Sunday 18 March 2007

Steroids are good!!



"I don't care how well you're feeling and how well your leg is healing- I'm not getting in that thing again!!" ( Dillan the spaniel)

I think I'm maybe looking at the world the wrong way. I'm now back on the steroids and they are certainly buzzing me up and interfering with sleep etc. However, the four days I was off the steroids ( its a four day on - four day off regime) I had really forgotten how you can crash after the boost of the steroids. I'd felt pretty low and tired and really couldn't get going at all. I could see my wife had simply assumed I had resumed membership of the grumpy old men brigade.
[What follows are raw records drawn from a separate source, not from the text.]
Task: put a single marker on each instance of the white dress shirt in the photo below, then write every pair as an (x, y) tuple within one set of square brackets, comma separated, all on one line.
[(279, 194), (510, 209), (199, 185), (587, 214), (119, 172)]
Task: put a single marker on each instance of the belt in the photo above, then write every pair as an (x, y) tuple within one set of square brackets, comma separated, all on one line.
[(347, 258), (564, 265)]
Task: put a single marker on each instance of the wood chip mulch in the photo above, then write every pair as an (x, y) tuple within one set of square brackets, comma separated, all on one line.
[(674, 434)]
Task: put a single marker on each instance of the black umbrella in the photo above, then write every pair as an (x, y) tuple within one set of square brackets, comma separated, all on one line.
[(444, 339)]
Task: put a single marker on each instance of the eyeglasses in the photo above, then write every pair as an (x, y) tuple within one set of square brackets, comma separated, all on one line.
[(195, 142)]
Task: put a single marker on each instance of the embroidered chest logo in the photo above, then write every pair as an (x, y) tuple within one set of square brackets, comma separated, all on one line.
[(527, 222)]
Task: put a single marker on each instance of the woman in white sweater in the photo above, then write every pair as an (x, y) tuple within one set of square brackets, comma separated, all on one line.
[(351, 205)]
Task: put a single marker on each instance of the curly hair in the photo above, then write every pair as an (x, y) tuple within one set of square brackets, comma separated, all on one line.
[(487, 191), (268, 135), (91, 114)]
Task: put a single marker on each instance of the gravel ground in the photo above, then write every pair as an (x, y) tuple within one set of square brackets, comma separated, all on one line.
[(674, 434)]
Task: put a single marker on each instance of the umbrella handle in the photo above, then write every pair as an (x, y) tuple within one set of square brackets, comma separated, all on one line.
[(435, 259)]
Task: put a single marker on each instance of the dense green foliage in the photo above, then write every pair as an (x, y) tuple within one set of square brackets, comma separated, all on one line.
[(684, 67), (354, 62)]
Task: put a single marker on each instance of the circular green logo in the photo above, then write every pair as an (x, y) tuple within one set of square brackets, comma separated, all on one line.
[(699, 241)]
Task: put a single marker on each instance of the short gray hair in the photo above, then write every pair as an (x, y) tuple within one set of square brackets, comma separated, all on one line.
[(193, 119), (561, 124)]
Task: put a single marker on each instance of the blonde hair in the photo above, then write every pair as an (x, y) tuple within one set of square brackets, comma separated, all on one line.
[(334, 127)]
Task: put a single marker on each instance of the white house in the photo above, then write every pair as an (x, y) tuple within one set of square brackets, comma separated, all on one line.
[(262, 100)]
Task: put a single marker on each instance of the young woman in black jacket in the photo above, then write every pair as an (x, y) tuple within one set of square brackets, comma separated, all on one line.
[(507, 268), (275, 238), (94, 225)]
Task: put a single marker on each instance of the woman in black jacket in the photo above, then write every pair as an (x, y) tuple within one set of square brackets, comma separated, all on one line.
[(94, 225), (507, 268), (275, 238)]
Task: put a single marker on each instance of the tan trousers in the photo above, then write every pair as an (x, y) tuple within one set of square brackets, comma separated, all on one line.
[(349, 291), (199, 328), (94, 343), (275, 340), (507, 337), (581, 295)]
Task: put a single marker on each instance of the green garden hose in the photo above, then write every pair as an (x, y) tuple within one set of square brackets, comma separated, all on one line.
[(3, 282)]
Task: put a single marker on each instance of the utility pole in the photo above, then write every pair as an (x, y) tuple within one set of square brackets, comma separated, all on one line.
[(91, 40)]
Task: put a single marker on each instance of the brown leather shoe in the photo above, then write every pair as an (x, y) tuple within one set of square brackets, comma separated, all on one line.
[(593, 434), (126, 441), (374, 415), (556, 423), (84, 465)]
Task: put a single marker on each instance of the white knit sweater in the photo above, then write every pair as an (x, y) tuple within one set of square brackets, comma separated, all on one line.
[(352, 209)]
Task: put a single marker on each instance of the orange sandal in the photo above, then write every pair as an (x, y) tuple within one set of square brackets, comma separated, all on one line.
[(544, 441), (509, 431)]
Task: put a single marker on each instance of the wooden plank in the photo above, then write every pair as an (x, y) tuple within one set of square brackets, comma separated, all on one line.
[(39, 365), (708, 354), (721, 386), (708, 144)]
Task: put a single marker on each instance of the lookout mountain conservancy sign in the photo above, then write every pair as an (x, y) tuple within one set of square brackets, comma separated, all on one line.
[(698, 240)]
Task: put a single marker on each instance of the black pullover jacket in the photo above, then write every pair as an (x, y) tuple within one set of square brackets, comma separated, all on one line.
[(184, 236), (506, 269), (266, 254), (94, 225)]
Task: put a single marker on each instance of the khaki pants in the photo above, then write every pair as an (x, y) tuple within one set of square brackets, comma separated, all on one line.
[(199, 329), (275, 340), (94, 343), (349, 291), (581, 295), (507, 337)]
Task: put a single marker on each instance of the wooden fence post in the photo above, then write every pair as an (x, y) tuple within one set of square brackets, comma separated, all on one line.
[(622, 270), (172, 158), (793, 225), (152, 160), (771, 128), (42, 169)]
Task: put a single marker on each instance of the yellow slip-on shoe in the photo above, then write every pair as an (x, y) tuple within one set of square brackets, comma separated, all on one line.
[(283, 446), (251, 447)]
Looking ahead to how long I'd be on the steroids in the study didn't much appeal given the way I was feeling. Back on the steroids I feel much better, more sociable, able to do things and though having trouble sleeping, managing to plan my nights to be sure I have plenty distractions (like writing blogs at 3.30 am!). So I think rather than view the steroids as a problem and look forward to being off them, I'm now viewing the days on steroids as my good days and will adjust what I do and can do when I'm off them on what I might need to rethink as my less good days. So steroids are good! Maybe the Scotland France rugby result hasn't helped!

My wife and children have given me a great early birthday present- an Ipod Nano- surely a classic mix of design and function. I've built up a library of some of my favourite music and have also now entered the world of podcasts. During the day I locate radio podcasts to listen to during the night and have even managed to set up a subscription to certain podcasts which automatically up date when I attach the Ipod to the computer. Clever stuff. One of the first podcasts was an interview with Lynn Truss ( author of Eats Bamboo Shoots and Leaves). All about the funnies in the English language- especially where the role of the apostrophe is involved in statements as in the sign which read "Residents refuse to be put in bins" which reads very differently from the one with the apostrophe- " Resident's refuse to be put in bins". What the programme set my wife and I off on was a family nostalgia trip about gently humourous signs we'd seen. Our favourites include simple ones like those on display in shops which say " Sorry, no dogs". Have they run out of dogs? My own favourite was spotted in Ireland when I was doing some work there, drove round a corner past a garage with the sign " Punctures, a pound"!

Hang on a minute Stewart- this is meant to be about the drug trial. It is- filling in the time is a part of it as is the support of family in finding distractions. Right, I'm off to listen to Kate Adie- there must be a war some place.